6. Wie kann ich Einschlafstillen reduzieren und stimmt es, dass Kinder aufgrunddessen am Durchschlafen gehindert  werden?

Spannende und abenteuerliche These! Auch das ist wieder einmal altersabhängig, aber auch sehr individuell. Wenn es der Mutter zu viel wird, sollte das Kind bitte bitte weitaus über ein Jahr sein. Vorher ist die Kompetenz der Selbstregulierung eher selten gegeben. Die Kinder brauchen diese Nähe, vor allem nachts. Kinder, die vor dem 3. Lebensjahr durchschlafen, sind eher eine Besonderheit. Bis zum Ende des dritten Lebensjahres weisen sie eine Hirnstruktur auf, die dafür sorgt, dass sie nachts aufwachen. Das hat auch mit dem Überleben zu tun und ist ganz einfach evolutionsbedingt. 

Wenn man dennoch das Einschlafstillen reduzieren möchte, macht es Sinn, den Partner mit einzubeziehen und zu besprechen, welche Möglichkeiten er sieht. Ich hatte Fälle, da hat der Papa mit dem Kind das Einschlafritual neu erfunden. Die Mutter war in der Zeit die ersten Male nicht anwesend. Steht quasi nicht zur Verfügung. Kinder merken so etwas nämlich deutlich und verstehen nicht, wieso sie nicht wie sonst die Brust bekommen, wenn Mama doch verfügbar ist. Das sorgt für Unsicherheit und Verwirrung.  Wenn dann Vater und Kind eine geeignete Variante durch Tragen, Schunkeln oder ähnliches gefunden haben, kann die Mutter im Nebenraum sein. Es kann durchaus passieren, dass dies nicht ohne Tränen verläuft, denn das Kind ist traurig. Es ist immer auch ein Abschied von etwas Vertrautem. Deswegen rate ich stets dazu, sich lange Gedanken zu machen, sich mit dem Partner oder Müttern in ähnlichen Situationen auszutauschen. Man muss dahinter stehen und keine Unsicherheit ausstrahlen, denn die überträgt sich auf das Kind. 

Zum Thema Durchschlafen: 

Gibt es einen Wettbewerb rund um das Durchschlafen? Ich weiß nicht, warum das in den Köpfen noch drin steckt, dass es etwas Besonderes ist, wenn das Kind durchschläft. Ja, geradezu als ob man dafür einen Preis bekäme und ein besonderes Ziel erreichen muss. Wir Mütter haben auch einen sogenannten Ammenschlaf, der hormonell vorprogrammiert ist und wachen demnach automatisch häufiger auf.
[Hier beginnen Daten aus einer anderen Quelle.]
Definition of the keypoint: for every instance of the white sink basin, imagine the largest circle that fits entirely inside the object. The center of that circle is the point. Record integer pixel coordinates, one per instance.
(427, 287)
Nicht stillende Mütter haben diesen nicht. Diese sind erschöpft, wenn sie nachts aufwachen. Stillende Mütter, vor allem im Familienbett, merken hingegen die nächtlichen Unterbrechungen kaum, weil sie meist im Liegen stillen, das Kind gar nicht richtig wach wird oder gar schreit und somit alle Beteiligten nach kurzer Zeit ruhig weiterschlafen, bevor sie richtig wach werden konnten. 
Viele Mütter berichten, dass die Kinder plötzlich ab einem halben Jahr wieder häufiger wach werden, teilweise dauerstillen. Auch das ist normal und entwicklungsbedingt, was natürlich müde macht. Diese Phasen der Entwicklungsschübe gehen vorbei und hat mit dem Erlernen der Motorik und Sprache, aber auch dem Zahnen zu tun.
Mütter, deren Kinder einfach so einschlafen und durchschlafen schon von klein auf gibt es natürlich, aber sie sind nicht die Mehrheit und auch sie werden Phasen erleben, wo es nicht so einfach klappt und mehr Beruhigung nötig ist. Das hängt ganz einfach mit der Entwicklung zusammen. Dann spielt natürlich auch das Temperament eine Rolle. Du sagtest, dass dein Energiebündel eben die Brust braucht, um runterzufahren.  Es braucht in dem Fall die Unterstützung von außen, um Eindrücke zu verarbeiten und sich zu regulieren. Da gibt es doch eigentlich nichts Besseres als Mama und Brust.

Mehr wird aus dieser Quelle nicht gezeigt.